Excerpts from an article titled “Latest Long Beach terminal automation draws ILWU backlash” in the Journal of Commerce:

Total Terminals International’s (TTI’s) decision this week to automate its 385-acre Pier T terminal in Long Beach sets up a classic struggle between terminal operator employers and the International Longshore and Warehouse Union (ILWU).

“As the Long Beach Harbor Commission, the mayor of Long Beach, and the executive director of the Port of Long Beach consider TTI’s request, we ask that it carefully weigh the impacts that continued automation would have on American jobs and our local communities,” Danny Miranda, president of ILWU Local 94, said in a statement Wednesday.

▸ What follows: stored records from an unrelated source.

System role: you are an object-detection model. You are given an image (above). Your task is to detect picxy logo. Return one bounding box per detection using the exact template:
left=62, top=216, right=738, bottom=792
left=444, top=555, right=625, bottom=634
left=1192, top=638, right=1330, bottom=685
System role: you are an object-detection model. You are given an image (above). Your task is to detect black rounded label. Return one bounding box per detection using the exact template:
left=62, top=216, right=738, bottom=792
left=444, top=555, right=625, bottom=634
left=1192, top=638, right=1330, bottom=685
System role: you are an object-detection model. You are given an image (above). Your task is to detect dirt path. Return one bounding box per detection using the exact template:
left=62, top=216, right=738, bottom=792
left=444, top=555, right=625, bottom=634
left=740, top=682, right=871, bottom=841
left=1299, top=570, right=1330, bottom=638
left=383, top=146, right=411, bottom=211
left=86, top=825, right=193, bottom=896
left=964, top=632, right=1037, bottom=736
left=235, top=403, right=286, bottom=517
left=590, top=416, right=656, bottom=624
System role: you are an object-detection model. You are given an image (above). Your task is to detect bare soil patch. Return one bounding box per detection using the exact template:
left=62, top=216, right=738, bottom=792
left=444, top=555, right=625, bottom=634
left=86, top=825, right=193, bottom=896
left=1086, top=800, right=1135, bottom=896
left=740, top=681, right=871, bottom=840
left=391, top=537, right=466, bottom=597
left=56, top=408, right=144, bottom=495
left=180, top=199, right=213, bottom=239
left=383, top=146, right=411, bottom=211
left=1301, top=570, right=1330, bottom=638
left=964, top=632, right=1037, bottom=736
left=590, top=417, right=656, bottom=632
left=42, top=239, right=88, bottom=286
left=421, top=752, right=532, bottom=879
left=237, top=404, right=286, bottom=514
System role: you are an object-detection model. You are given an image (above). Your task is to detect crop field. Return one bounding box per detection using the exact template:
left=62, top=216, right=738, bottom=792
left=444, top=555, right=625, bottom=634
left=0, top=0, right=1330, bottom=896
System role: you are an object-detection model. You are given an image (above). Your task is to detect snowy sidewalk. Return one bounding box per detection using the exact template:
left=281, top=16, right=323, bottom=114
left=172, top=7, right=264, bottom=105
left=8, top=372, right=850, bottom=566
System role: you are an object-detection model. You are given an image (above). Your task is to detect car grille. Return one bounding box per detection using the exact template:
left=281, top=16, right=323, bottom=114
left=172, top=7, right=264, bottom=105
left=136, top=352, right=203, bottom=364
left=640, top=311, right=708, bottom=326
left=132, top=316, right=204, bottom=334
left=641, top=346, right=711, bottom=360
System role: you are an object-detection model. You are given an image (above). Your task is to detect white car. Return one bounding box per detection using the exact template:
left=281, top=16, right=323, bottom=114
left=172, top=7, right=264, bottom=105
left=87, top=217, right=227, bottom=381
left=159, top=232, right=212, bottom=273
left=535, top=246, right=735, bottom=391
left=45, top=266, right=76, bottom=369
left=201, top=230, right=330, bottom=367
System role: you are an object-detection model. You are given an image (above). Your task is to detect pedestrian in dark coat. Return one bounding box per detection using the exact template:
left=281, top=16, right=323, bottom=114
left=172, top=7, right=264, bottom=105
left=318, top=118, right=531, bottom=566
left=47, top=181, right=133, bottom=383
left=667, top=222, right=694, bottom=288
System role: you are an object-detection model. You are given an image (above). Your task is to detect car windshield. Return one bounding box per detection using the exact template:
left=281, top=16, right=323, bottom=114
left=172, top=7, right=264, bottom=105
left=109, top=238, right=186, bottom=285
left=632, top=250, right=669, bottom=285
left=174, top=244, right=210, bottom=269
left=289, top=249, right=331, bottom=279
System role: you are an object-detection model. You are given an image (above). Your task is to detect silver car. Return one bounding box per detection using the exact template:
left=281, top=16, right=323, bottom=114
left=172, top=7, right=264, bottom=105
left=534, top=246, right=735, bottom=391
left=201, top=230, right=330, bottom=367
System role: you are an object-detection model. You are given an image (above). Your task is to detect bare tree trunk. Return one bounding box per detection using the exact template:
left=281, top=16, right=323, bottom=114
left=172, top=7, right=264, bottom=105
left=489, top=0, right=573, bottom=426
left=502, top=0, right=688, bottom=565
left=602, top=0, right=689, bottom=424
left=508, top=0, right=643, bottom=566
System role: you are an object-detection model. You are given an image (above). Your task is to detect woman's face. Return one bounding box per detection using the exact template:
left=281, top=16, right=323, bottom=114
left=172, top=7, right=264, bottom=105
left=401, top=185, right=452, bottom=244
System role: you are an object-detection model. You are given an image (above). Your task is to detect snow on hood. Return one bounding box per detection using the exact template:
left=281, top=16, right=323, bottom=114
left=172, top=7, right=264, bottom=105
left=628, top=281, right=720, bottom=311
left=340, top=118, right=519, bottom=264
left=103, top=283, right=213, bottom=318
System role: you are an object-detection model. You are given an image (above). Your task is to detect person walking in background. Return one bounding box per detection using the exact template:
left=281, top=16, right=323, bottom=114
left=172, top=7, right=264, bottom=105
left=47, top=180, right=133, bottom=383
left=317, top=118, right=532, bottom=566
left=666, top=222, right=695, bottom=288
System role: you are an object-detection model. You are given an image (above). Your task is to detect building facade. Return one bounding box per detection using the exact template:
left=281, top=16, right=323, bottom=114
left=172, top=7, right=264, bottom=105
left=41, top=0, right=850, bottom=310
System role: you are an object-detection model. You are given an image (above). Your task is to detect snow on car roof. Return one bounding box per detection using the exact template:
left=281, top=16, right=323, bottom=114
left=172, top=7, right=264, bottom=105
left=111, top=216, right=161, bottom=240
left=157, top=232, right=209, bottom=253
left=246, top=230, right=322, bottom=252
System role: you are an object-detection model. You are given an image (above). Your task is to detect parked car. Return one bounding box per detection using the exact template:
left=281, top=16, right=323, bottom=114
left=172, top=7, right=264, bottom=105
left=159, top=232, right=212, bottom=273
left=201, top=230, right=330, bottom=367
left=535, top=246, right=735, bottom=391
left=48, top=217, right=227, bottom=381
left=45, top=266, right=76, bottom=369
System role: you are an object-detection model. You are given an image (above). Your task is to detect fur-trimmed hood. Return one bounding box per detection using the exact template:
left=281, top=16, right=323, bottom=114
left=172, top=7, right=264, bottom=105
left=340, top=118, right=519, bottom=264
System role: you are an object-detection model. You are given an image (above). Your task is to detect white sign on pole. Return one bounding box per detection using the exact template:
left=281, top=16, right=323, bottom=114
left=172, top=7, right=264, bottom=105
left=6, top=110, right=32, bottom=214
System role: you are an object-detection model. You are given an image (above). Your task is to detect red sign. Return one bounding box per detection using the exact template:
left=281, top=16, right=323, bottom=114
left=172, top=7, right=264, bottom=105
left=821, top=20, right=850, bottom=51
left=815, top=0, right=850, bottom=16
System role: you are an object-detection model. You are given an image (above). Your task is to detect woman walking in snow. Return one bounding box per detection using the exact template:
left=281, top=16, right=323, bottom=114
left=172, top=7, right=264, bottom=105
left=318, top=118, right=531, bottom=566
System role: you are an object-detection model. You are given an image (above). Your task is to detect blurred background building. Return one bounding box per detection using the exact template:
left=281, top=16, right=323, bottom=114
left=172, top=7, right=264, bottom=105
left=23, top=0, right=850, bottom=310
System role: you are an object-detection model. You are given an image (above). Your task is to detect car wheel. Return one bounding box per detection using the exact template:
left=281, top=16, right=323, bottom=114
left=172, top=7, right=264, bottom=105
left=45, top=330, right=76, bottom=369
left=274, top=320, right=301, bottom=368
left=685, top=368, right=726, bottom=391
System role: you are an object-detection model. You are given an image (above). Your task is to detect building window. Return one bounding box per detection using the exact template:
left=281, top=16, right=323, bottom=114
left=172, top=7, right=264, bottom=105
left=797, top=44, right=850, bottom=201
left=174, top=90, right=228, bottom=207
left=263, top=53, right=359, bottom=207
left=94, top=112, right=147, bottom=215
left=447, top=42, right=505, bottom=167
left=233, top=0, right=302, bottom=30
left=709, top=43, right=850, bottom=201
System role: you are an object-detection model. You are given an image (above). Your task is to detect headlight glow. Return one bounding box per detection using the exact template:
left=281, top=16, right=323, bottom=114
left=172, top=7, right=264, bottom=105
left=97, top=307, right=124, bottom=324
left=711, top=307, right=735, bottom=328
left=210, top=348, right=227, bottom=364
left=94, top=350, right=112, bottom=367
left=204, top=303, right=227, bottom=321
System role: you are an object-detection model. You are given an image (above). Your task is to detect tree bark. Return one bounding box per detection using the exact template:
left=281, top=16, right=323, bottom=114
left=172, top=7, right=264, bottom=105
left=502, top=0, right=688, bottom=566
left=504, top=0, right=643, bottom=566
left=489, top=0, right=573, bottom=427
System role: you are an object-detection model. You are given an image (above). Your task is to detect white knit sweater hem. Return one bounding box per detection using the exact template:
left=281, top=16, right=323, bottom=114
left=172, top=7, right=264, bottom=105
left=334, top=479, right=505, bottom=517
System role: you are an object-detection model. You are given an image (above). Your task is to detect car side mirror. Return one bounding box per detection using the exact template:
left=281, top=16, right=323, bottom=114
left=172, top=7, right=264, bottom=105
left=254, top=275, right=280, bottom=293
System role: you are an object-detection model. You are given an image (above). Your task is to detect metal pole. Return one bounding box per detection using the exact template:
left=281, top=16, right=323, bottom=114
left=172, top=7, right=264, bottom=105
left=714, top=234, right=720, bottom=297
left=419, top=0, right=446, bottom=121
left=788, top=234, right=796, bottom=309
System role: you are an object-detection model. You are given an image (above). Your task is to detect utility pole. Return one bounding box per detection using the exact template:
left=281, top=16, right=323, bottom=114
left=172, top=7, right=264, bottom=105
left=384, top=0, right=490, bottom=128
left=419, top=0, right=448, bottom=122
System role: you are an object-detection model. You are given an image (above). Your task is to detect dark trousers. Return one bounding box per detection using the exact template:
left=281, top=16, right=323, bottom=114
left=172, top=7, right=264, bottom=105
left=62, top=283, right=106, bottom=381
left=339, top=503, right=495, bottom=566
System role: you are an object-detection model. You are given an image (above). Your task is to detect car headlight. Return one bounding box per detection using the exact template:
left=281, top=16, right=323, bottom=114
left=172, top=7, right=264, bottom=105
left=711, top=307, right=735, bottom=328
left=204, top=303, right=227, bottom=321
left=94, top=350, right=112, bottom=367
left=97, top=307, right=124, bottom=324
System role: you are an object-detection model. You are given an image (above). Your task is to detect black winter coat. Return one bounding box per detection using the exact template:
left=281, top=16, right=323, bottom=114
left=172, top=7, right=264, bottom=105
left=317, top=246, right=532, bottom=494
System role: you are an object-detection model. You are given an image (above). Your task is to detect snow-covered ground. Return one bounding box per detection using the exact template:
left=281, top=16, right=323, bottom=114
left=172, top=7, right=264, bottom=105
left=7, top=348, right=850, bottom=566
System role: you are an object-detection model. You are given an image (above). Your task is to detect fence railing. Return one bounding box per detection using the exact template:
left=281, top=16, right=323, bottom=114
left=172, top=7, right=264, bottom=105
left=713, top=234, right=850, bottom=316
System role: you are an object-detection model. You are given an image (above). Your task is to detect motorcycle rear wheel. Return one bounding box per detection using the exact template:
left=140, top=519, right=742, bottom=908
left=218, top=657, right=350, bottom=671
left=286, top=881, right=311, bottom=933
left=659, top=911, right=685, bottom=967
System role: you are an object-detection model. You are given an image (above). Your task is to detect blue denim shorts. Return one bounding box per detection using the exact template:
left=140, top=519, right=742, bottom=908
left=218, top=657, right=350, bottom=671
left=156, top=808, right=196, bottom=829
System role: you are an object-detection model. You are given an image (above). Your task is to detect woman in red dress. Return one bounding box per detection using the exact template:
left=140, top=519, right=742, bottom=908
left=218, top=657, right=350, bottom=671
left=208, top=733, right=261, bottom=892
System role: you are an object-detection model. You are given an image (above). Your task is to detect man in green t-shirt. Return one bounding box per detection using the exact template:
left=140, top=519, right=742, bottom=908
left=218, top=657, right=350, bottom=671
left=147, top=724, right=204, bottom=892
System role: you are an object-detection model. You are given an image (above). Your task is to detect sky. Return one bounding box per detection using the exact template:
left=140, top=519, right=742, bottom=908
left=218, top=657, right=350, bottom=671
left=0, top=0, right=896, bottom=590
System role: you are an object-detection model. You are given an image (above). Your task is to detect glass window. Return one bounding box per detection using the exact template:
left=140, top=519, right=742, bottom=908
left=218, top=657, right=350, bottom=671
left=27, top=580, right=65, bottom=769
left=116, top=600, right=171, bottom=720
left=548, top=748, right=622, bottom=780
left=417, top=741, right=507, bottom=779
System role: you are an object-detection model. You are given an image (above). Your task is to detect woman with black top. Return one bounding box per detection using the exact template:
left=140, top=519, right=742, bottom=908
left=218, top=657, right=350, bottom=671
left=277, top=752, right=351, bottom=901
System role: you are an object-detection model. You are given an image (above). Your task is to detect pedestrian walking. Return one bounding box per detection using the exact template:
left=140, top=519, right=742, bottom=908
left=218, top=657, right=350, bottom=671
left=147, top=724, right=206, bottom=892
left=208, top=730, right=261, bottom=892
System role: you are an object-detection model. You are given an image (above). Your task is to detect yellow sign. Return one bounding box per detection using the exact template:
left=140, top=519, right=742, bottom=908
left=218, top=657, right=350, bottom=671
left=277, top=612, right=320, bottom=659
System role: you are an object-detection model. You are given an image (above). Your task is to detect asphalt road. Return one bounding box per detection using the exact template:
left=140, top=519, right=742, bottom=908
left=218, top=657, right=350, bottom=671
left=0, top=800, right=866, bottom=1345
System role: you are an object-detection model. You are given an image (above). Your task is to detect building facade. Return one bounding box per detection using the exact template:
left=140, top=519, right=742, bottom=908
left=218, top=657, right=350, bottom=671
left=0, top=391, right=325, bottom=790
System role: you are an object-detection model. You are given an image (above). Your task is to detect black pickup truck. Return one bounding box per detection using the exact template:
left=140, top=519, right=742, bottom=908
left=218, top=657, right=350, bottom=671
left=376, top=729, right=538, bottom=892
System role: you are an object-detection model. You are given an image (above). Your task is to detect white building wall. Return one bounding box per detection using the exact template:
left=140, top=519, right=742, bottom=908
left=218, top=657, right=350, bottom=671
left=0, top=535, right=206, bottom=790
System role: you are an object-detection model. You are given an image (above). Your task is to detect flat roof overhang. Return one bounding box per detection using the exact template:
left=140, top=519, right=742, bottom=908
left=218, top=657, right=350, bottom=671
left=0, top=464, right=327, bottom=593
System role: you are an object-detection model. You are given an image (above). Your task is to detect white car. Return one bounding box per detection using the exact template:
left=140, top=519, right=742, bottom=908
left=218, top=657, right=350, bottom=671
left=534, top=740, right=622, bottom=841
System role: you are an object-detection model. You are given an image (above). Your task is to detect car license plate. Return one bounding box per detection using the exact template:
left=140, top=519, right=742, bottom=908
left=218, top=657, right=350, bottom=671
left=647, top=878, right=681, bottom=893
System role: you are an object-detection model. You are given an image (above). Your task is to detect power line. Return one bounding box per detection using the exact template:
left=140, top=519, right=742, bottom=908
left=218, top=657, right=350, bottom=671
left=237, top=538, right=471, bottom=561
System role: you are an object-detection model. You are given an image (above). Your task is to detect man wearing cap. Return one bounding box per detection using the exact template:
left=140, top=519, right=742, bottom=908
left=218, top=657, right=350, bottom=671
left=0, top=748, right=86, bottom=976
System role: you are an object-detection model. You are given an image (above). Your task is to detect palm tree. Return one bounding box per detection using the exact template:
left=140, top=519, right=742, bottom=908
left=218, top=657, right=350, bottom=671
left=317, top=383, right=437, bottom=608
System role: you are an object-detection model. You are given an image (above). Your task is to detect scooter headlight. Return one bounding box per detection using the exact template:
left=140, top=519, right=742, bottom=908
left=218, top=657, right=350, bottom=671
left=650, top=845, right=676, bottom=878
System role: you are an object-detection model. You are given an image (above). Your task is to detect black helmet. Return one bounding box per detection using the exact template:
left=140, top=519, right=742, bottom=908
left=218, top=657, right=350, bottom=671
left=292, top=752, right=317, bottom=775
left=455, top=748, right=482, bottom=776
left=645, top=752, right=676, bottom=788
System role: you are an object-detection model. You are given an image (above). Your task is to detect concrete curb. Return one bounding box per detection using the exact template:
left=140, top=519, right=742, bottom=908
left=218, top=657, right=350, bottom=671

As required by the coastwide contract when an individual employer decides to automate, TTI met Monday with leaders of the three ILWU locals in Southern California to lay out the details of its automation plan. The locals will now provide their input, observations, and suggestions on the plans, but according to the terms of the coastwide contract that was signed in 2008, the ILWU cannot block the project, McKenna told JOC.com Wednesday.  

However, the coastwide contract calls for an exchange in which both parties have certain obligations they must meet to make a path forward for automation, said Frank Ponce De Leon, ILWU coast committeeman. 

“Absent adherence to that quid pro quo, there is no outright, one-way grant of automation to the employers,” Ponce De Leon told JOC.com.